I Was Seven The Day I Came Back Home Completely Soaked, Gilbert Hage
Artist Hage’s practice does not follow a fixed method; each project develops its own conditions of emergence. Human and non-human elements, nature and constructed settings interact within shifting configurations.
The project began with Danser sous la pluie (Dancing in the Rain). Although the title suggests movement and weather, the staging involved neither choreography nor real rain. Instead, each participant stood exposed to water under a shower stream. Through a series of encounters, the work gradually evolved.
It continued with I Was Seven the Day I Came Home Completely Soaked. Rather than describing a specific event, the title establishes a condition: exposure, return, and a body transformed by water. The work is situated in time while refusing a clear narrative conclusion.
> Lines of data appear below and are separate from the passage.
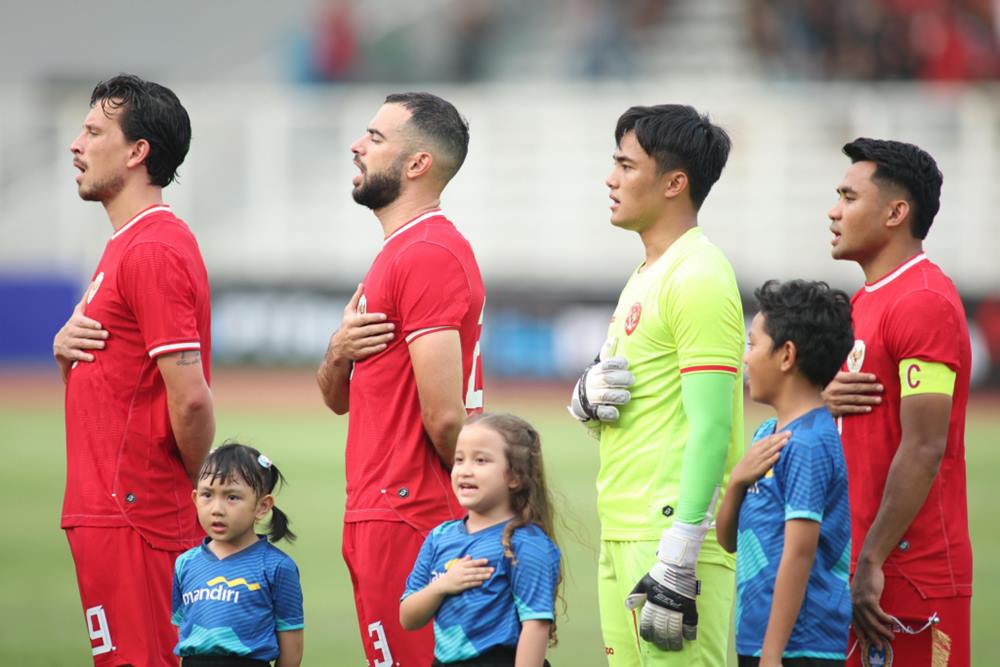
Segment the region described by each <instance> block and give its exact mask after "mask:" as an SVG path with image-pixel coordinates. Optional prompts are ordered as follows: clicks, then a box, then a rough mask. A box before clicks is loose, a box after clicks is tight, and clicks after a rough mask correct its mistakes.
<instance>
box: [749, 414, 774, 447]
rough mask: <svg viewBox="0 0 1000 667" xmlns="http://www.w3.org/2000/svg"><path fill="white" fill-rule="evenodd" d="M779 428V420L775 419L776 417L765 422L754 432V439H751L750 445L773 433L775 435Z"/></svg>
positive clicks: (750, 441)
mask: <svg viewBox="0 0 1000 667" xmlns="http://www.w3.org/2000/svg"><path fill="white" fill-rule="evenodd" d="M777 426H778V420H777V419H775V418H774V417H771V418H770V419H767V420H765V421H764V423H763V424H761V425H760V426H758V427H757V430H756V431H754V433H753V438H751V439H750V444H753V443H755V442H757V441H758V440H760V439H762V438H766V437H767V436H769V435H771V434H772V433H774V429H775V428H777Z"/></svg>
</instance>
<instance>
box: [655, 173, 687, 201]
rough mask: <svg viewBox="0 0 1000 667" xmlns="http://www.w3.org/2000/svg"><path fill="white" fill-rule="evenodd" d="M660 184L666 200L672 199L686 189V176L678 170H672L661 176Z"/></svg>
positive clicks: (686, 186)
mask: <svg viewBox="0 0 1000 667" xmlns="http://www.w3.org/2000/svg"><path fill="white" fill-rule="evenodd" d="M660 183H661V186H662V187H663V196H664V197H665V198H666V199H673V198H674V197H677V196H678V195H680V194H681V193H682V192H684V191H685V190H686V189H687V186H688V179H687V174H686V173H684V172H683V171H681V170H680V169H674V170H672V171H668V172H667V173H665V174H664V175H663V176H661V177H660Z"/></svg>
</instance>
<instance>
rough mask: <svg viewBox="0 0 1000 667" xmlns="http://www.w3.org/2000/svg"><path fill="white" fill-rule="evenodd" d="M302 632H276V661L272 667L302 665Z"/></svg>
mask: <svg viewBox="0 0 1000 667" xmlns="http://www.w3.org/2000/svg"><path fill="white" fill-rule="evenodd" d="M302 648H303V632H302V630H286V631H284V632H278V659H277V660H276V661H275V663H274V667H299V665H301V664H302Z"/></svg>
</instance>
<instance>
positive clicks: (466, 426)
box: [399, 414, 561, 667]
mask: <svg viewBox="0 0 1000 667" xmlns="http://www.w3.org/2000/svg"><path fill="white" fill-rule="evenodd" d="M451 483H452V488H453V489H454V491H455V495H456V496H457V497H458V502H459V504H460V505H461V506H462V507H463V508H465V509H466V510H467V511H468V516H467V517H465V518H464V519H459V520H457V521H448V522H446V523H443V524H441V525H440V526H438V527H437V528H435V529H434V530H432V531H431V533H430V534H429V535H428V536H427V539H426V540H425V541H424V544H423V547H421V549H420V554H419V556H418V557H417V562H416V564H415V565H414V567H413V572H411V573H410V576H409V578H408V579H407V581H406V590H405V591H404V593H403V599H402V601H401V603H400V608H399V618H400V623H401V625H402V626H403V627H404V628H405V629H407V630H414V629H416V628H420V627H423V626H424V625H426V624H427V623H428V622H429V621H430V620H431V619H432V618H433V619H434V637H435V646H434V657H435V661H434V665H454V666H456V667H458V666H462V667H466V666H472V665H476V666H477V667H499V666H500V665H504V666H507V665H514V664H515V662H516V664H517V665H518V666H519V667H520V666H521V665H524V666H525V667H529V666H530V667H542V665H548V664H549V663H548V661H546V660H545V652H546V648H547V647H548V646H550V645H552V644H554V643H555V639H556V632H555V628H556V625H555V601H556V595H557V591H558V588H559V584H560V581H561V574H560V556H559V548H558V546H556V543H555V541H554V533H553V530H552V500H551V498H550V497H549V492H548V489H547V487H546V485H545V472H544V469H543V466H542V449H541V440H540V438H539V437H538V432H537V431H536V430H535V429H534V428H533V427H532V426H531V425H530V424H529V423H528V422H526V421H524V420H523V419H521V418H520V417H515V416H514V415H509V414H480V415H475V416H473V417H470V418H469V420H468V421H467V422H466V424H465V426H464V428H463V429H462V431H461V433H460V434H459V436H458V443H457V445H456V447H455V464H454V466H453V467H452V471H451Z"/></svg>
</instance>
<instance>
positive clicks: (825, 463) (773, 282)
mask: <svg viewBox="0 0 1000 667" xmlns="http://www.w3.org/2000/svg"><path fill="white" fill-rule="evenodd" d="M754 295H755V296H756V297H757V301H758V303H759V304H760V312H758V313H757V315H756V316H755V317H754V319H753V322H752V323H751V324H750V333H749V344H748V346H747V351H746V355H745V356H744V363H745V364H746V371H747V377H748V382H749V384H750V397H751V398H752V399H753V400H755V401H758V402H760V403H764V404H766V405H770V406H771V407H772V408H774V411H775V413H776V418H773V419H769V420H767V421H766V422H764V424H762V425H761V426H760V428H758V429H757V432H756V434H755V435H754V442H753V444H752V445H751V446H750V448H749V449H748V451H747V453H746V455H745V456H744V457H743V459H742V460H741V461H740V462H739V463H738V464H737V465H736V467H735V468H734V469H733V472H732V474H731V476H730V479H729V486H728V488H727V490H726V496H725V499H724V501H723V504H722V507H721V508H720V510H719V515H718V517H717V519H716V530H717V534H718V537H719V544H721V545H722V547H723V548H724V549H726V550H727V551H730V552H733V551H737V556H736V653H737V654H738V656H739V665H740V667H757V665H760V666H761V667H778V666H780V665H783V666H784V667H820V666H824V667H835V666H842V665H843V664H844V661H845V657H846V651H847V633H848V624H849V623H850V620H851V595H850V589H849V585H848V576H849V572H850V559H851V515H850V508H849V506H848V496H847V467H846V464H845V462H844V453H843V450H842V449H841V445H840V436H839V435H838V430H837V424H836V422H835V421H834V419H833V417H832V416H831V415H830V413H829V412H828V411H827V409H826V407H825V406H824V403H823V398H822V396H821V392H822V391H823V388H824V387H826V385H827V384H829V382H830V380H832V379H833V377H834V375H836V373H837V371H838V370H839V369H840V366H841V364H843V363H844V360H845V359H846V358H847V354H848V353H849V352H850V350H851V348H852V346H853V344H854V332H853V328H852V326H851V304H850V299H849V298H848V296H847V294H845V293H844V292H841V291H840V290H834V289H830V288H829V287H827V285H826V284H825V283H818V282H806V281H802V280H793V281H790V282H787V283H784V284H782V283H779V282H777V281H773V280H772V281H768V282H766V283H764V285H763V286H761V287H760V288H759V289H757V290H756V292H755V293H754Z"/></svg>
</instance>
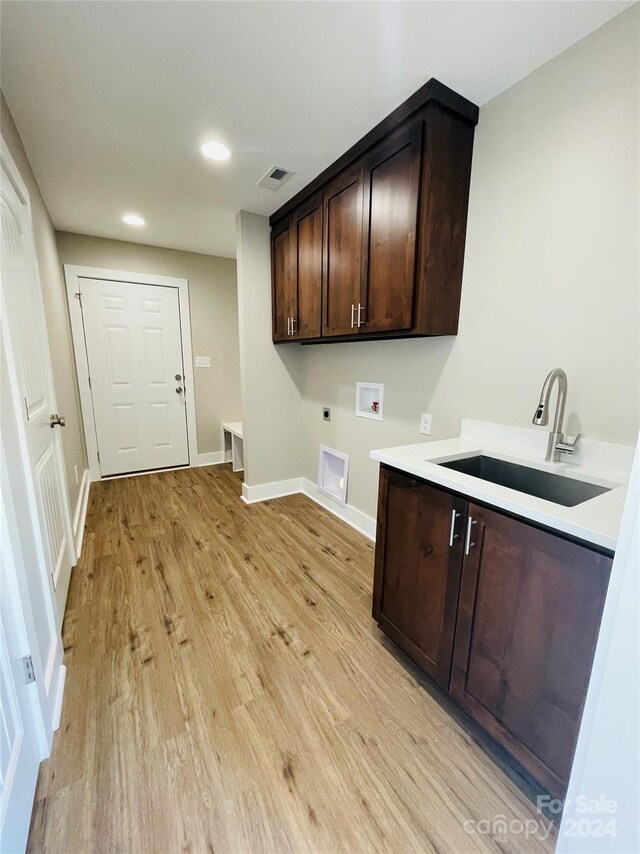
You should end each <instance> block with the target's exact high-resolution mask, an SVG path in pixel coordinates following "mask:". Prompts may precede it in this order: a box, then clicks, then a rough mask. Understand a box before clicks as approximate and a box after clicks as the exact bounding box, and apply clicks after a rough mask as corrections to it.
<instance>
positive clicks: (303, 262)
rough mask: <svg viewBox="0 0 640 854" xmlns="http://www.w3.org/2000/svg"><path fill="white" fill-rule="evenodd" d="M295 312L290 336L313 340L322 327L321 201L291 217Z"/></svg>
mask: <svg viewBox="0 0 640 854" xmlns="http://www.w3.org/2000/svg"><path fill="white" fill-rule="evenodd" d="M294 227H295V238H294V239H295V263H296V274H297V312H296V314H295V315H294V323H293V324H292V325H293V335H294V337H295V338H297V339H298V340H303V339H305V338H317V337H318V336H319V335H320V331H321V328H322V323H321V320H322V200H321V199H313V200H312V201H311V202H310V203H308V204H307V205H305V206H302V208H301V209H300V210H299V211H298V212H297V214H296V217H295V226H294Z"/></svg>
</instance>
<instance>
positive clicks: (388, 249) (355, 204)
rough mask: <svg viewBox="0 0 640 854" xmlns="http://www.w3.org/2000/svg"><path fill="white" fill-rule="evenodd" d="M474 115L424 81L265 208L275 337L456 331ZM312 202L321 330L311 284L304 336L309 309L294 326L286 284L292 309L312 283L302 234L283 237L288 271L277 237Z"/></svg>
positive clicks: (292, 339)
mask: <svg viewBox="0 0 640 854" xmlns="http://www.w3.org/2000/svg"><path fill="white" fill-rule="evenodd" d="M477 121H478V108H477V107H476V106H475V105H474V104H472V103H471V102H470V101H467V100H466V99H465V98H463V97H462V96H460V95H458V94H457V93H456V92H454V91H453V90H451V89H448V88H447V87H446V86H443V85H442V84H441V83H439V82H438V81H437V80H430V81H429V82H428V83H427V84H425V86H423V87H422V88H421V89H420V90H418V92H416V93H415V94H414V95H413V96H412V97H411V98H409V99H408V100H407V101H405V103H403V104H401V105H400V107H398V108H397V109H396V110H394V111H393V113H391V115H389V116H388V117H387V118H386V119H384V120H383V121H382V122H380V124H378V125H377V126H376V127H375V128H373V130H372V131H370V132H369V133H368V134H367V135H366V136H364V137H363V138H362V139H361V140H360V141H359V142H357V143H356V144H355V145H354V146H352V148H350V149H349V150H348V151H347V152H346V153H345V154H344V155H343V156H342V157H340V158H339V159H338V160H337V161H336V162H335V163H333V164H332V165H331V166H330V167H328V168H327V169H326V170H325V171H324V172H323V173H322V174H321V175H319V176H318V177H317V178H316V179H314V180H313V181H312V182H311V183H310V184H309V185H308V186H307V187H306V188H305V189H303V190H301V191H300V192H299V193H298V194H297V195H296V196H294V198H293V199H291V200H290V201H289V202H287V203H286V204H285V205H283V206H282V207H281V208H280V210H278V211H276V213H274V214H273V216H272V217H271V218H270V223H271V226H272V252H273V254H274V256H276V260H275V261H274V264H273V313H274V322H273V328H274V336H273V340H274V341H292V340H297V339H301V338H304V339H305V342H306V343H321V342H322V341H348V340H370V339H380V338H398V337H408V336H424V335H455V333H456V332H457V329H458V314H459V309H460V292H461V287H462V268H463V260H464V243H465V236H466V224H467V207H468V201H469V183H470V177H471V155H472V148H473V134H474V128H475V125H476V124H477ZM316 200H321V204H322V232H323V234H322V257H321V258H317V257H315V256H314V259H315V260H314V265H313V275H312V276H311V277H310V278H311V280H312V281H313V282H314V283H315V282H316V281H317V278H316V274H317V270H318V268H319V267H320V268H321V271H322V273H321V302H322V327H321V329H318V327H317V324H315V317H316V314H315V302H314V300H315V294H316V289H315V285H314V287H313V288H311V291H310V293H313V294H314V297H313V299H312V300H311V303H312V304H313V305H314V308H313V311H311V310H310V314H309V316H310V317H313V320H314V322H311V323H306V322H305V323H304V328H305V330H306V331H305V333H304V334H302V332H301V330H302V329H303V317H302V314H304V313H306V312H303V313H301V312H300V310H298V314H299V315H300V316H299V317H298V320H297V324H296V321H295V320H294V321H293V322H291V320H290V318H291V316H292V314H291V312H292V311H293V309H292V307H291V297H290V292H289V291H288V290H287V289H288V288H289V286H290V281H291V276H292V275H293V276H294V278H295V279H296V288H297V295H298V296H297V298H298V301H299V305H298V309H300V307H301V305H302V302H303V299H302V294H303V292H304V293H305V294H306V293H307V291H306V288H307V282H308V281H309V278H306V279H305V278H304V277H303V275H302V274H301V267H300V255H299V253H298V255H297V257H296V254H295V253H296V249H295V246H296V245H297V244H300V237H299V236H295V235H294V236H293V238H292V241H293V242H292V244H291V245H290V249H291V251H292V253H293V257H294V258H295V263H294V266H295V267H296V270H295V272H291V273H290V274H287V273H286V271H285V269H284V268H283V261H282V260H281V258H282V256H283V255H284V252H285V249H284V246H285V243H286V241H285V240H284V239H283V238H282V237H280V239H278V237H279V235H282V232H283V229H285V230H286V229H291V228H292V227H293V226H294V224H295V223H296V222H298V223H299V224H302V223H303V222H304V217H303V216H302V214H301V211H302V210H304V209H305V207H306V206H308V205H309V203H310V201H311V203H312V207H313V206H315V205H316V204H318V203H319V202H318V201H316ZM314 209H315V208H314ZM314 217H315V214H314ZM314 221H315V220H314ZM313 233H314V236H315V234H317V229H316V227H315V225H314V227H313ZM300 245H302V244H300ZM314 245H317V244H315V243H314ZM292 247H293V248H292ZM277 259H280V260H277ZM303 282H304V285H303V284H302V283H303ZM281 287H282V288H284V293H283V294H280V289H281ZM287 311H289V312H290V313H289V314H287ZM282 316H284V318H285V322H284V333H283V332H282V328H283V327H282ZM296 330H297V331H296Z"/></svg>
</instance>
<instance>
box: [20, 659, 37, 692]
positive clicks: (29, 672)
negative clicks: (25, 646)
mask: <svg viewBox="0 0 640 854" xmlns="http://www.w3.org/2000/svg"><path fill="white" fill-rule="evenodd" d="M22 667H23V670H24V681H25V683H26V684H27V685H29V684H31V682H35V681H36V674H35V670H34V669H33V659H32V658H31V656H30V655H25V657H24V658H23V659H22Z"/></svg>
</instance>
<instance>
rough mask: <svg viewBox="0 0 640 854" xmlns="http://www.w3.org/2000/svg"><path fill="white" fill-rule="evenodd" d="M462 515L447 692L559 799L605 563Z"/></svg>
mask: <svg viewBox="0 0 640 854" xmlns="http://www.w3.org/2000/svg"><path fill="white" fill-rule="evenodd" d="M469 516H470V519H471V520H472V522H474V523H475V524H474V525H473V536H472V538H471V540H472V542H473V543H474V545H473V546H472V547H471V548H470V549H469V555H468V556H467V557H466V558H465V561H464V569H463V580H462V587H461V595H460V608H459V613H458V628H457V633H456V642H455V653H454V662H453V671H452V678H451V693H452V695H453V696H454V697H455V698H456V699H457V700H458V701H459V702H460V704H461V705H462V707H463V708H464V709H465V710H466V711H467V712H468V713H469V714H470V715H471V717H472V718H474V719H475V720H476V721H477V722H478V723H480V724H481V725H482V726H483V727H484V728H485V729H486V730H487V731H488V732H489V733H490V734H491V735H493V736H494V738H496V739H497V740H498V741H499V742H500V743H501V744H503V745H504V746H505V747H506V748H507V749H508V750H510V752H511V753H512V754H513V755H514V756H515V757H516V759H519V760H520V761H521V763H522V764H523V765H524V766H525V767H526V768H528V769H529V771H530V772H531V773H532V774H533V776H534V777H535V778H536V779H537V780H539V781H540V782H541V783H542V784H543V785H544V786H545V787H546V788H547V789H548V790H549V792H551V794H553V795H555V796H557V797H562V796H563V795H564V794H565V792H566V787H567V783H568V780H569V773H570V771H571V764H572V762H573V754H574V751H575V746H576V740H577V737H578V730H579V727H580V720H581V717H582V709H583V706H584V701H585V698H586V694H587V687H588V684H589V677H590V674H591V667H592V665H593V657H594V654H595V648H596V641H597V638H598V631H599V628H600V619H601V617H602V610H603V608H604V599H605V595H606V591H607V585H608V581H609V573H610V569H611V559H610V558H608V557H605V556H604V555H601V554H599V553H598V552H595V551H592V550H590V549H588V548H584V547H583V546H580V545H578V544H576V543H571V542H567V541H566V540H563V539H561V538H560V537H558V536H556V535H554V534H549V533H547V532H546V531H541V530H538V529H537V528H534V527H532V526H531V525H528V524H525V523H523V522H519V521H517V520H515V519H511V518H509V517H507V516H503V515H502V514H500V513H496V512H494V511H492V510H488V509H486V508H482V507H477V506H475V505H470V507H469Z"/></svg>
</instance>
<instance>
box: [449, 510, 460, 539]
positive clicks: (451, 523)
mask: <svg viewBox="0 0 640 854" xmlns="http://www.w3.org/2000/svg"><path fill="white" fill-rule="evenodd" d="M458 518H460V514H459V513H456V511H455V510H452V511H451V531H450V532H449V545H450V546H452V545H453V541H454V540H457V539H458V534H456V519H458Z"/></svg>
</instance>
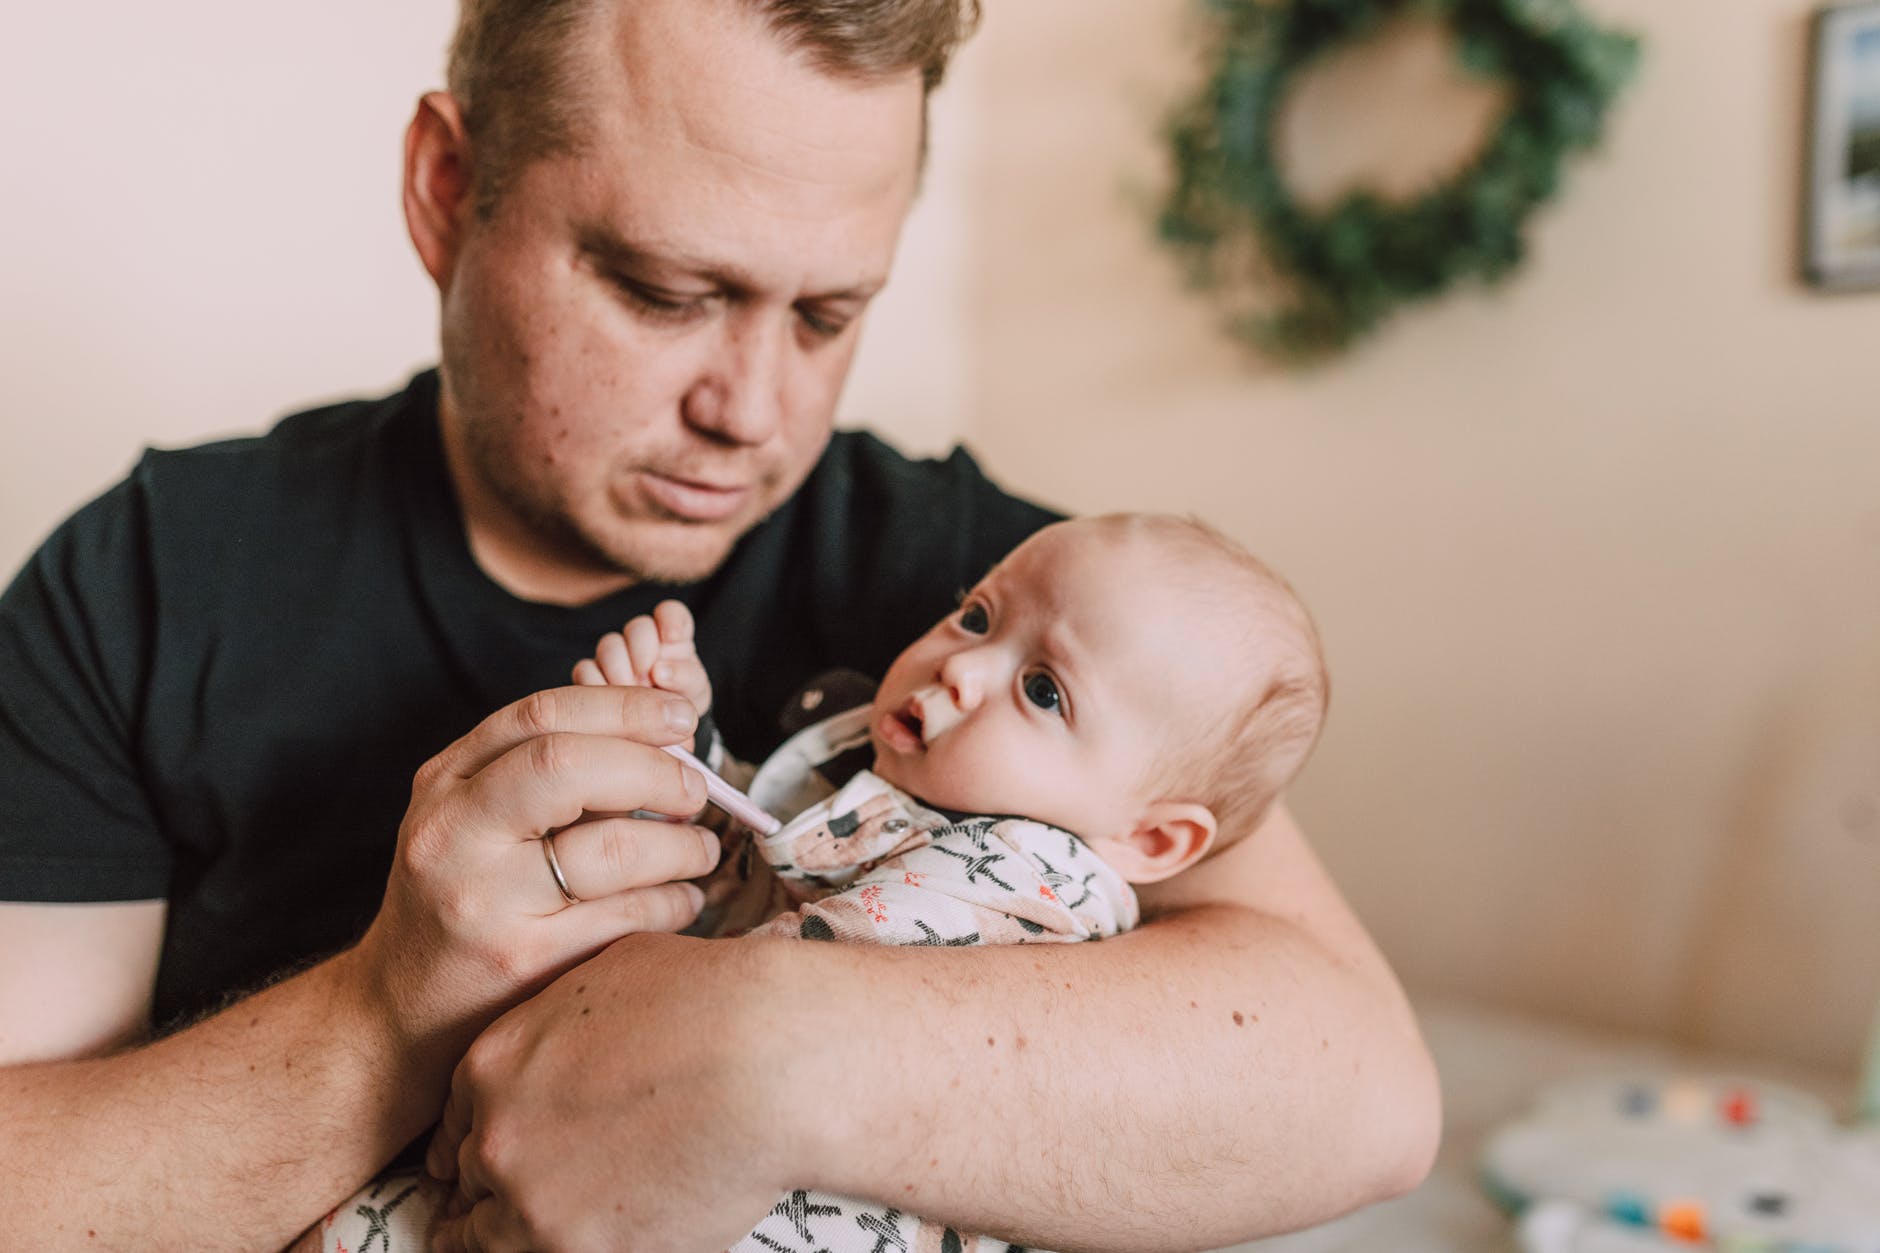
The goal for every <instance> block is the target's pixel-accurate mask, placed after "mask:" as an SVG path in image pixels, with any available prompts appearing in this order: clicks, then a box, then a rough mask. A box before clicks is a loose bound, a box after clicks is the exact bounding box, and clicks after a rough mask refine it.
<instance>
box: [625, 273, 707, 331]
mask: <svg viewBox="0 0 1880 1253" xmlns="http://www.w3.org/2000/svg"><path fill="white" fill-rule="evenodd" d="M615 286H617V288H619V290H620V295H624V297H626V303H628V305H632V307H634V309H637V310H639V312H641V314H645V316H647V318H650V320H654V322H690V320H692V318H696V316H699V314H701V312H703V310H705V301H703V299H697V297H681V295H669V293H666V292H656V290H652V288H649V286H645V284H641V282H634V280H632V278H615Z"/></svg>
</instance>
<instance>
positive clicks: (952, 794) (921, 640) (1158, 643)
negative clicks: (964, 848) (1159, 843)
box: [869, 521, 1239, 841]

The meaning lies less in what happened—running through a sudden downpour, stumbling, or falling into a pool—than in what persists when bodies are exposed to water. Water creates rhythm, resistance, surface tension, and weight. Skin becomes a membrane, clothing turns into weighted surfaces, and breath gathers above saturated bodies.
Throughout art history, artists have explored suspension and the fleeting instant—from chronophotographic sequences to experiments with movement, gravity, and bodily traces. Hage’s work resonates with these explorations while grounding them in a physical, sensory experience of water and duration.
In the installation, groups of men and women appear along the gallery walls, forming a kind of horizon. The work surrounds viewers without enclosing them. No shared rhythm unites the bodies; instead, their presence emphasizes distance and proximity at once. Encounters occur through water, and relationships persist through the space between bodies.